As far as I can see, slurmstepd exited after it timed out (~1 hour after job completion - see the slurmd.log messages I reported) so I didn't have to do any clean-up

Do you plan on putting out something on the mailing list? I assume anyone who is already running 15.08 is going to hit this when they next upgrade unless they patch their existing release first.
Comment 4 Tim Wickberg 2016-01-11 01:17:06 MST
(In reply to David Matthews from comment #3)
> Tim - thanks for the fix.

Certainly, that's what we're here for. I hope that didn't cause too many issues.

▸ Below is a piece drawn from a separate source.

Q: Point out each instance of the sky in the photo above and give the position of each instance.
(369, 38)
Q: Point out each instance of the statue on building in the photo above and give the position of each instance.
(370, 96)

> Do you plan on putting out something on the mailing list? I assume anyone
> who is already running 15.08 is going to hit this when they next upgrade
> unless they patch their existing release first.

We'll note the upgrade issue on the next point release, and may have to warn about it out on the next major as well.

I don't think upgrading the installation while the node is live like you've done is especially common though - a lot of sites tend to upgrade it in a node image + reimage the node during maintenance, or have it installed on a central NFS mount and maintain a "current" symlink to flip between releases (which would still have allowed slurmstepd to dlload() the correct version from its own install directory).